Table 'SalesOrderDetail'. Scan count 1, logical reads 3, physical reads 0, read-ahead reads 0, lob logical reads 0, lob physical reads 0, lob read-ahead reads 0.
Table 'SalesOrderDetail'. Scan count 1, logical reads 2, physical reads 0, read-ahead reads 0, lob logical reads 0, lob physical reads 0, lob read-ahead reads 0.

 

As we can see from the Logical reads there was only a difference of 1 between the two queries since the amount of matching rows was so small. So in this case there was not a significant difference although it was still 1/3 more expensive to use COUNT(*) instead of EXISTS.

 

Now lets do the same but with 4688 matching rows:

IF (SELECT COUNT(*) FROM sales.salesorderdetail
WHERE ProductID = 897 ) > 0

    Print 'Yes'

IF EXISTS (SELECT * FROM sales.salesorderdetail WHERE ProductID = 897)
    Print 'Yes'

 

Table 'SalesOrderDetail'. Scan count 1, logical reads 11, physical reads 0, read-ahead reads 0, lob logical reads 0, lob physical reads 0, lob read-ahead reads 0.
Table 'SalesOrderDetail'. Scan count 1, logical reads 2, physical reads 0, read-ahead reads 0, lob logical reads 0, lob physical reads 0, lob read-ahead reads 0.

 

Now the cost for the COUNT(*) is over 5 times the EXISTS. This still may not seem like a lot to you. But if you were calling this queries thousands of times a second this would be a big deal. And remember this index is pretty small overall still.

 

OK now lets try this on a column with no index in that same table. There are 357 rows that match but there are a total of 121,317 in the table.
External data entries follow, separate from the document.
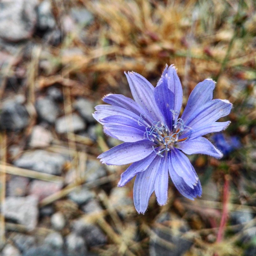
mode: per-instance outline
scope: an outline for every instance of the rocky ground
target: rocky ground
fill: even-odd
[[[1,255],[256,254],[256,11],[240,2],[1,2]],[[92,113],[107,93],[130,97],[124,71],[155,85],[166,63],[184,103],[197,83],[216,81],[232,124],[212,138],[223,160],[191,158],[201,199],[170,185],[166,205],[153,196],[138,215],[132,183],[117,187],[125,167],[97,159],[119,142]]]

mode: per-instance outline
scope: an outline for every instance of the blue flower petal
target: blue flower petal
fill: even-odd
[[[161,116],[154,98],[153,86],[142,76],[135,72],[125,73],[134,100],[140,107],[147,120],[152,123],[160,121]]]
[[[177,143],[176,147],[188,155],[204,154],[217,158],[223,156],[223,154],[219,150],[203,137]]]
[[[106,103],[125,109],[139,116],[142,113],[140,107],[133,100],[122,94],[108,94],[102,99]]]
[[[183,94],[180,78],[173,65],[170,66],[168,68],[167,79],[168,87],[174,95],[173,110],[177,110],[179,112],[182,105]],[[175,122],[177,120],[178,117],[178,115],[175,116]]]
[[[123,187],[131,180],[137,173],[147,170],[155,157],[159,157],[155,152],[145,158],[132,163],[121,175],[118,186]]]
[[[195,130],[192,130],[188,140],[190,140],[208,133],[217,132],[225,130],[230,123],[230,121],[227,121],[226,122],[214,122],[206,124],[204,125],[199,126],[196,128],[195,127],[194,127]],[[181,136],[180,138],[186,138],[189,135],[189,132],[184,133]]]
[[[100,121],[104,126],[104,131],[108,135],[125,142],[133,142],[144,139],[145,127],[138,122],[126,117],[111,116]]]
[[[226,100],[212,100],[192,114],[186,122],[186,125],[195,130],[228,115],[232,107],[232,104]]]
[[[165,75],[167,73],[167,71],[168,70],[168,65],[167,64],[166,64],[165,66],[164,67],[164,69],[163,70],[163,73],[161,75],[161,77],[160,77],[160,79],[158,80],[158,81],[157,82],[157,84],[156,85],[157,87],[159,85],[160,85],[163,83],[164,77],[165,77]]]
[[[182,152],[175,148],[171,151],[171,163],[174,170],[184,181],[193,188],[198,180],[198,177],[189,160]]]
[[[155,192],[157,202],[160,205],[163,205],[167,201],[168,190],[168,153],[166,152],[155,177]]]
[[[156,175],[162,158],[156,157],[147,169],[137,174],[133,187],[133,200],[137,211],[144,214],[149,198],[154,191]]]
[[[152,141],[144,140],[136,142],[125,142],[100,155],[102,163],[122,165],[145,158],[153,151]]]
[[[202,105],[213,99],[215,87],[214,81],[206,79],[198,84],[189,96],[181,118],[186,122],[190,116]]]
[[[181,176],[180,173],[182,173],[183,171],[182,168],[179,165],[176,165],[177,162],[174,163],[173,161],[172,161],[171,158],[171,156],[170,155],[168,163],[169,174],[173,184],[178,191],[183,196],[191,200],[194,200],[194,198],[197,196],[201,196],[202,195],[201,183],[195,173],[195,170],[189,161],[189,164],[190,164],[191,166],[190,166],[188,163],[186,167],[190,170],[190,171],[195,173],[195,175],[197,177],[197,181],[192,187],[188,185],[184,178]]]
[[[174,121],[173,123],[172,114],[170,110],[173,110],[174,107],[174,95],[168,88],[166,79],[155,88],[154,96],[166,124],[168,127],[172,127]]]
[[[134,112],[116,106],[99,105],[95,107],[95,109],[96,111],[93,115],[101,123],[102,123],[101,119],[111,116],[122,116],[131,118],[136,122],[140,118],[140,116]]]

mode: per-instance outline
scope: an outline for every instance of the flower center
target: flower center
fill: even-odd
[[[174,116],[175,114],[177,114],[176,112],[173,113],[173,114]],[[185,141],[190,136],[191,128],[184,125],[184,122],[180,118],[178,118],[175,123],[174,123],[173,118],[172,127],[170,127],[171,129],[170,129],[164,122],[154,121],[150,126],[144,119],[145,116],[143,114],[141,114],[140,116],[141,118],[138,120],[138,123],[141,126],[146,126],[144,138],[147,138],[149,140],[156,144],[155,147],[153,146],[153,149],[156,154],[162,157],[163,156],[161,154],[162,152],[165,150],[169,151],[171,150],[175,146],[177,142]],[[163,119],[162,118],[162,119]],[[189,132],[188,136],[182,138],[179,138],[182,133],[185,131]],[[158,147],[157,151],[155,149]]]

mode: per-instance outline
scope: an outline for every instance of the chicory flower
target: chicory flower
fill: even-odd
[[[110,105],[97,106],[93,114],[106,134],[124,143],[98,158],[108,165],[133,163],[122,174],[118,185],[124,186],[136,175],[134,200],[139,213],[145,213],[154,191],[159,204],[166,203],[168,173],[183,196],[192,200],[201,196],[200,181],[184,153],[222,156],[202,136],[227,127],[229,121],[216,121],[229,114],[232,104],[213,100],[215,84],[206,79],[192,91],[179,118],[182,89],[174,66],[166,65],[155,88],[138,74],[125,73],[134,100],[108,94],[103,100]]]

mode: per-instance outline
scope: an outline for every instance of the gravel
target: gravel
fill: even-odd
[[[54,124],[60,113],[57,104],[51,98],[43,97],[37,99],[35,108],[39,119],[52,124]]]
[[[17,131],[25,128],[28,124],[27,112],[25,107],[16,99],[4,101],[0,113],[1,129]]]
[[[61,117],[56,121],[55,129],[58,133],[76,132],[85,129],[85,124],[77,114],[74,114]]]
[[[13,164],[22,168],[59,175],[65,161],[64,157],[59,154],[37,150],[25,152]]]
[[[38,201],[35,196],[8,196],[2,206],[2,210],[6,219],[24,225],[28,230],[35,228],[37,223]]]
[[[30,38],[36,22],[37,0],[2,0],[0,8],[0,38],[17,42]]]

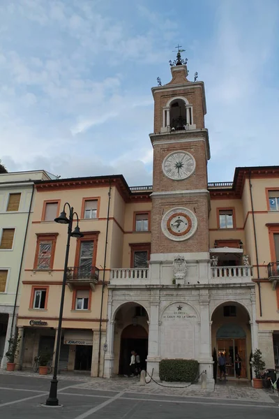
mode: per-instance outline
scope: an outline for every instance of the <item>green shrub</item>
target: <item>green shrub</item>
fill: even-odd
[[[159,376],[163,381],[192,383],[198,376],[199,362],[195,360],[162,360]]]

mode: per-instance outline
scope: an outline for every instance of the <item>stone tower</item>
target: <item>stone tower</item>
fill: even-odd
[[[151,260],[164,253],[181,252],[199,253],[196,258],[204,259],[209,247],[204,86],[187,79],[186,60],[179,50],[171,66],[172,80],[152,89]]]

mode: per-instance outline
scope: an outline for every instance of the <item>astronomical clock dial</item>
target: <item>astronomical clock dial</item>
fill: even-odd
[[[183,180],[189,177],[194,172],[195,167],[194,157],[187,152],[179,150],[167,156],[162,165],[165,175],[173,180]]]
[[[189,239],[196,231],[197,217],[187,208],[173,208],[163,217],[161,228],[165,235],[176,242]]]

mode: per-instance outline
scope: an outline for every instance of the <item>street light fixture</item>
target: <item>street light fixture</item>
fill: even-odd
[[[65,207],[68,205],[69,208],[69,218],[67,217],[67,214],[65,212]],[[77,218],[77,226],[75,227],[73,231],[72,231],[73,228],[73,221],[74,220],[74,216],[76,216]],[[63,282],[62,282],[62,291],[61,291],[61,302],[60,302],[60,311],[59,311],[59,318],[58,322],[58,330],[57,330],[57,341],[56,341],[56,347],[55,350],[55,360],[54,360],[54,368],[53,372],[53,377],[52,380],[50,382],[50,394],[47,401],[45,402],[45,404],[47,406],[59,406],[59,400],[57,399],[57,372],[58,372],[58,363],[59,361],[59,352],[60,352],[60,344],[61,344],[61,330],[62,330],[62,319],[63,319],[63,309],[64,306],[64,297],[65,297],[65,288],[66,288],[66,282],[67,280],[67,270],[68,270],[68,260],[69,258],[69,250],[70,250],[70,237],[76,237],[81,238],[83,237],[84,235],[80,233],[80,227],[78,225],[79,219],[77,214],[74,212],[74,209],[73,207],[70,207],[68,203],[66,203],[64,204],[64,207],[63,208],[63,211],[58,216],[54,219],[56,223],[59,223],[59,224],[68,224],[68,239],[67,239],[67,246],[66,248],[66,256],[65,256],[65,264],[64,264],[64,272],[63,276]]]

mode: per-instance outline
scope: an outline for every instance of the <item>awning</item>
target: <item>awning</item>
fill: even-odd
[[[91,330],[66,330],[66,345],[93,345],[93,332]]]
[[[243,249],[238,247],[216,247],[209,249],[209,251],[213,253],[243,253]]]

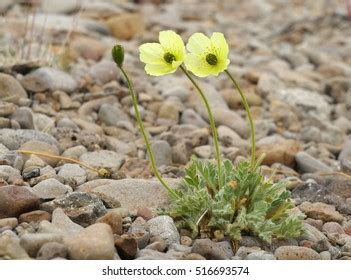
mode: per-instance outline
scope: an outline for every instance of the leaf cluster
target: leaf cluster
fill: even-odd
[[[294,205],[287,183],[264,178],[259,164],[243,161],[234,167],[224,160],[218,180],[215,164],[192,158],[179,198],[172,198],[164,213],[179,227],[191,230],[194,237],[201,230],[219,231],[232,240],[239,240],[243,233],[266,242],[300,236],[301,217],[290,213]]]

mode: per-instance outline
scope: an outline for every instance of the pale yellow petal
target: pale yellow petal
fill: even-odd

IF (SELECT COUNT(*) FROM sales.salesorderdetail
WHERE ModifiedDate = '20010701 00:00:00.000' ) > 0

    Print 'Yes'

IF EXISTS (SELECT * FROM sales.salesorderdetail WHERE ModifiedDate = '20010701 00:00:00.000')
    Print 'Yes'

 

Table 'SalesOrderDetail'. Scan count 1, logical reads 1241, physical reads 0, read-ahead reads 331, lob logical reads 0, lob physical reads 0, lob read-ahead reads 0.
Table 'SalesOrderDetail'. Scan count 1, logical reads 5, physical reads 0, read-ahead reads 0, lob logical reads 0, lob physical reads 0, lob read-ahead reads 0.

 

This is now almost 250 times more expensive to do a COUNT(*) vs. an EXISTS. Both queries scanned the table but the EXISTS was able to at least do a partial scan do to the fact it can stop after it finds the very first matching row. Where as the COUNT(*) must read each and every row in the entire table to determine if they match the criteria and how many there are. That is the key folks. The ability to stop working after the first row that meets the criteria of the WHERE clause is what makes EXISTS so efficient.  The optimizer knows of this behavior and can factor that in as well. Now keep in mind that these tables are relatively small compared to most databases in the real world. So the figures of the COUNT(*) queries would be multiplied many times on larger tables. You could easily get hundred's of thousands of reads or more on tables with millions of rows but the EXISTS will still only have just a few reads on any queries that can use an index to satisfy the WHERE clause.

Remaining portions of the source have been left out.